Prior to the name Vantaa being taken into use in 1974, the area was known as Helsingin Pitäjä. The earliest record of the area is as Helsinge in 1351 when king Magnus II of Sweden granted salmon fishing rights on the river Vantaa to the Estonian Padise monastery. The rapids of river Vantaa were known as Helsingfors, from which the current Swedish name of Helsinki derives. Early settlement in Vantaa was centered around the river, and from it the city's current coat of arms derived its imagery.
Since the 14th century, the road between Turku and Vyborg, King`s Road, has run through Vantaa. The road brought significant attention to the city, and its location on the salmon rich river led to a permanent population.
In 1862, the railway between Helsinki and Hameelinna was constructed, and one of its 7 stations was built in Tikkurila, on its intersection with King's Road. The Swedish architect Carl Albert Edelfelt designed a Renaissance styled station building, which is the oldest extant station building in Finland and (as of 1978) has been adapted into the Vantaa City Museum. The railway brought industry and induced population growth.
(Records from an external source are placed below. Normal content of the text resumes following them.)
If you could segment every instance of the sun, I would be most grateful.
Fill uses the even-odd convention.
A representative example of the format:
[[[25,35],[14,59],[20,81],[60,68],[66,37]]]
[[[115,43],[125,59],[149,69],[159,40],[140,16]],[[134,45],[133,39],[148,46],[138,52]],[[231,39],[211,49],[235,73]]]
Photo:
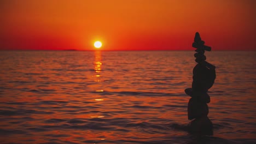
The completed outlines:
[[[102,43],[100,41],[96,41],[94,43],[94,47],[97,49],[100,49],[102,46]]]

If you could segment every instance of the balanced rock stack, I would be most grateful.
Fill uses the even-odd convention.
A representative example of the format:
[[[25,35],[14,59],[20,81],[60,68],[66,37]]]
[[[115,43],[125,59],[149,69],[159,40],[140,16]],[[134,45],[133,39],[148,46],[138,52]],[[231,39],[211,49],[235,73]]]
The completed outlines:
[[[211,47],[204,45],[205,41],[201,39],[196,32],[192,46],[196,48],[194,54],[197,64],[193,69],[192,88],[185,89],[185,92],[191,98],[188,106],[188,116],[190,120],[189,131],[199,136],[212,135],[212,123],[208,118],[209,112],[207,103],[210,102],[208,90],[214,83],[216,77],[215,66],[208,63],[205,51],[210,51]]]

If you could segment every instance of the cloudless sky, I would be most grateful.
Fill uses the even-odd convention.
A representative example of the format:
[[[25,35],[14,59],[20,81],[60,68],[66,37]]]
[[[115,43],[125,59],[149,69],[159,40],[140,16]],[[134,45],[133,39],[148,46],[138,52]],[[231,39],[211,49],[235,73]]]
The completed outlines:
[[[1,50],[255,50],[254,0],[1,0]]]

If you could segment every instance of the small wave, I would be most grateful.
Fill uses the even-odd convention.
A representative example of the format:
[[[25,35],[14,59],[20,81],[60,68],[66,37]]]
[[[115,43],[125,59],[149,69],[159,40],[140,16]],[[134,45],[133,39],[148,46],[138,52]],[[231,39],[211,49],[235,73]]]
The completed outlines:
[[[179,96],[179,94],[167,93],[156,93],[156,92],[130,92],[130,91],[123,91],[123,92],[108,92],[104,91],[98,92],[92,91],[90,92],[93,93],[98,93],[103,95],[114,95],[116,94],[119,96],[124,95],[139,95],[139,96],[151,96],[151,97],[165,97],[165,96]]]

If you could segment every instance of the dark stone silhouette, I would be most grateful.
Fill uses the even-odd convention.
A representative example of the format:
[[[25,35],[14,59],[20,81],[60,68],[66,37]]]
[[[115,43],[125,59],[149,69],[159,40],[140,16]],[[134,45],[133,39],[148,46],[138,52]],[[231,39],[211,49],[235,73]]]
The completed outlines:
[[[207,103],[211,101],[207,92],[214,83],[216,67],[205,61],[205,51],[210,51],[211,48],[204,44],[205,41],[196,32],[192,46],[197,49],[194,57],[197,64],[193,69],[192,88],[185,89],[185,92],[191,97],[188,105],[188,118],[193,120],[189,124],[189,131],[198,136],[213,134],[212,123],[207,117]]]

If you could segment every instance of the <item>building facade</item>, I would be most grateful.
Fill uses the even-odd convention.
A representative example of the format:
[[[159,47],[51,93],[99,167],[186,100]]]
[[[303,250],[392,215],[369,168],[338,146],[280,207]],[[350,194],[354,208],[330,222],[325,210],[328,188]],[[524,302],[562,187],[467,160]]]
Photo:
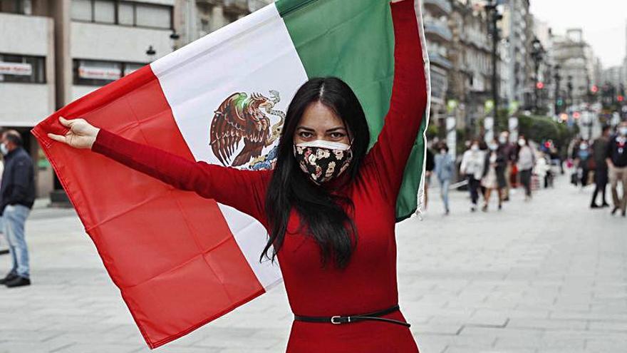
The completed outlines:
[[[452,34],[449,28],[452,11],[450,0],[425,0],[423,16],[431,75],[431,123],[443,128],[447,116],[446,94],[449,71],[452,64],[449,59]]]
[[[554,37],[552,55],[560,66],[563,84],[561,95],[569,110],[581,109],[594,78],[595,60],[581,29],[569,29],[565,36]]]
[[[507,53],[503,53],[507,67],[506,101],[515,105],[525,106],[529,99],[529,32],[531,29],[529,0],[504,0],[502,36],[507,41]]]
[[[452,112],[457,128],[474,133],[485,114],[485,102],[492,99],[492,42],[483,6],[455,0],[451,14],[452,41],[447,98],[457,102]]]
[[[29,131],[56,109],[271,0],[2,0],[0,126],[20,131],[38,197],[65,199]]]

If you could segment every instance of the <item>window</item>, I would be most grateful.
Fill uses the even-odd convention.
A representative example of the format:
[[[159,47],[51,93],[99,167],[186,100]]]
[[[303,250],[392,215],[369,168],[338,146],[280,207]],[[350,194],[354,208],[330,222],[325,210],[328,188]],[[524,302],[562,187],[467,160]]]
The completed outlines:
[[[1,1],[1,0],[0,0]],[[72,19],[170,29],[172,6],[119,0],[72,0]]]
[[[135,26],[160,29],[172,28],[172,10],[168,6],[135,4]]]
[[[135,7],[132,4],[121,2],[118,5],[118,23],[126,26],[135,24]]]
[[[46,58],[0,53],[0,82],[46,83]]]
[[[91,21],[91,0],[73,0],[71,9],[72,19]]]
[[[74,84],[104,86],[130,75],[145,63],[75,59]]]
[[[102,24],[115,24],[115,4],[110,0],[95,0],[93,21]]]
[[[31,0],[0,0],[0,12],[30,15],[32,12]]]

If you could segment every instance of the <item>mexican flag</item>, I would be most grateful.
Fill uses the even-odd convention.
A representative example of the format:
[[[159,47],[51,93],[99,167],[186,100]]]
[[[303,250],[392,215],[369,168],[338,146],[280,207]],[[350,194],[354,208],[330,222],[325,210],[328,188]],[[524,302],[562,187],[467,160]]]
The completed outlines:
[[[422,29],[418,1],[415,1]],[[190,160],[271,168],[288,104],[311,77],[338,76],[353,88],[374,143],[391,96],[393,46],[384,0],[280,0],[78,99],[35,127],[33,133],[151,348],[280,282],[279,265],[259,260],[266,232],[250,216],[213,200],[52,141],[46,133],[65,133],[58,117],[83,117]],[[428,77],[423,46],[425,64],[415,69],[425,70]],[[254,125],[254,120],[269,124]],[[264,133],[234,130],[233,121],[249,123]],[[427,123],[423,119],[423,133]],[[405,170],[399,220],[418,207],[423,133]],[[266,140],[262,145],[247,150],[247,141],[259,135]]]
Helsingin Pitäjä gained municipality rights in 1865, after which it was named Helsingin maalaiskunta ("Rural Municipality of Helsinki").
In 1952, the new international airport of Helsinki opened in Vantaa for the 1952 Summer Olympics.
In 1972, the municipality was renamed Vantaa. In 1974, the town got full city rights as Vantaan kaupunki/Vanda stad or "City of Vantaa".
The city grew rapidly starting from 1960's and a railway line was built to the western side of the city in 1970's.
In 2015, an extension to the existing railway line, the Ring Rail Line opened, providing service to the airport and new residential and working districts.